One of the main distinguishing factors from project managers who work on small vs large projects is their confidence level. The fastest way to progress in your career as a project manager is through building your confidence levels. The more confidence you have, the more you progress to work on bigger and more exciting projects, and to be adventurous in your career because you back yourself.
While nothing compares or beats experience and time at the coal face, there are strategies to speed up the time it takes to build your confidence as a project manager.
1. Proficiency in technical detail. The easiest way to boost your confidence is to study every area on the project. As a younger PM I used to take my contracts home at night and read them before I went to bed. It wasn’t long before one of my biggest strengths became knowing the contract inside and out.
Understanding the details on the drawings, approvals and key risks on your projects will:
a) Allow you to contribute to the discussions on technical issues more easily.
b) Make you feel you are across your projects.
c) Give you the ability to resolve issues in the moment as you will understand the parameters of the contract and scope of works.
d) You will also identify risks and potential issues early which will add value to the project team.
2. Build connection and rapport with your team. Spend time to get to know the members of your team. Understand their current workload, capability, expertise and what’s important to them. The stronger the relationship you have with your team, the easier it will be to resolve issues when they come up—but the most important thing is it will make you feel authentically embedded within the project team and this will boost your confidence. Make an effort. On site, call and talk to the team. Go that little extra mile. People remember it. They’ll think, ‘he’s a nice guy, I’ll take his call or answer his email’. That’s how it works.
3. Look to help and be of assistance to others. One of the skills I learnt early on in my career was that going the extra mile or being very attentive to other team members— essentially doing what I could to make their job as easy or efficient as possible—benefitted me in two ways:
a) It gives you an insight into the demands of their area of expertise, which you can only learn and grow from
b) When the shoe is on the other foot and you need help, the law of reciprocity means you will more than likely receive a helping hand.

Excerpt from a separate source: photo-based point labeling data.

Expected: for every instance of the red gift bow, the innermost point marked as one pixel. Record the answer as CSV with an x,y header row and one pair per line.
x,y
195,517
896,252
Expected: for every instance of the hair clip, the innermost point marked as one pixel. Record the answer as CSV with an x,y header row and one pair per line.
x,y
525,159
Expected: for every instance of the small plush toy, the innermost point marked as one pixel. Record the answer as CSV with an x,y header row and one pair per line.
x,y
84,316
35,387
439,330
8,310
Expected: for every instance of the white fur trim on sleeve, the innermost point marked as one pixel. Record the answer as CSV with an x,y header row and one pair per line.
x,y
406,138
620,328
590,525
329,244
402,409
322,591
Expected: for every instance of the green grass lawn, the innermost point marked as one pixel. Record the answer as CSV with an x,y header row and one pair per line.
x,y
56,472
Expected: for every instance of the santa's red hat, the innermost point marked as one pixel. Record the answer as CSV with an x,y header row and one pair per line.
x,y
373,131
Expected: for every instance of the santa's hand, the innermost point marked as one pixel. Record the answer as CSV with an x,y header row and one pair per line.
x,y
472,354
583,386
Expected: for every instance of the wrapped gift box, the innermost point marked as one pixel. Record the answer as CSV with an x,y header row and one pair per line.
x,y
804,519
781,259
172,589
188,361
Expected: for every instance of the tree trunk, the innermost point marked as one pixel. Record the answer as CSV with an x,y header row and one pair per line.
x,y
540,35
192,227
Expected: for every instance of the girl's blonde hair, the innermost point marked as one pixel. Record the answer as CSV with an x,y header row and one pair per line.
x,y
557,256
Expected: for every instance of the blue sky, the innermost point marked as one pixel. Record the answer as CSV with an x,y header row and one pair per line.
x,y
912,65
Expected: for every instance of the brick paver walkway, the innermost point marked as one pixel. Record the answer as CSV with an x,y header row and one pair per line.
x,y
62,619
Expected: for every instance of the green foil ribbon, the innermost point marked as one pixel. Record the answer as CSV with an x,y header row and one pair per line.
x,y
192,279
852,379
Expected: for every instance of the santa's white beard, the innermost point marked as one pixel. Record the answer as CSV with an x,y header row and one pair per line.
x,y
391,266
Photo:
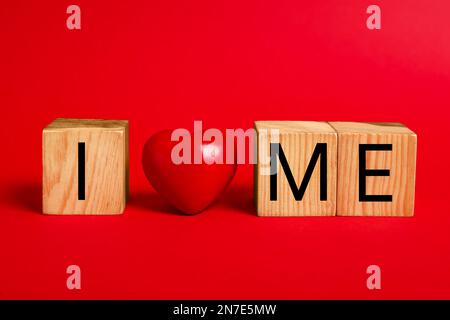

4. Take on any constructive criticism. Everyone is going to receive constructive criticism or feedback in their career, so it’s best to get it over and done with early. Yes, the truth can often be hard to hear but it will be a valuable tool to help you overcome your challenges by making you better at your job. In the long term that boosts your confidence.
5. Be honest about what you don’t know and ask for help. If people question you about something and you don’t know the answer, admit it. Be honest. Say, ‘I don’t have any experience in this area of design. Can you help?’ It changes the dynamic of the conversation. Instead of seeing you as a bluffer, they step back and help you through it. You get more respect and get closer to people by doing that. When you pretend to know what you’re doing, people see through it and it breaks the trust. Then they’re less likely to share what they know. When you admit you don’t know something and need help, you’re likely to be stepped through it—and once you know something, you can’t unknow it. In my earlier days I had issues with air conditioning and the science behind glass. I asked the right questions to the right people and learned all there was to know. It also teaches you the skill of extracting knowledge.
6. Insert yourself into difficult situations. It’s amazing what getting through a difficult situation instead of sitting on the sidelines does to your confidence. Putting yourself in a scary situation or one where you’re trying to resolve or work through issues on a project means you grow in ability while growing in confidence.
7. Have the attitude to be a sponge. By building the mindset of wanting to learn and grow, that’s how you view everything and it changes the way you communicate and interact with people. Shutting down the ego and opening up all channels, learning from a stack of different people and taking the best bits from what you find out will raise your confidence as quickly as possible.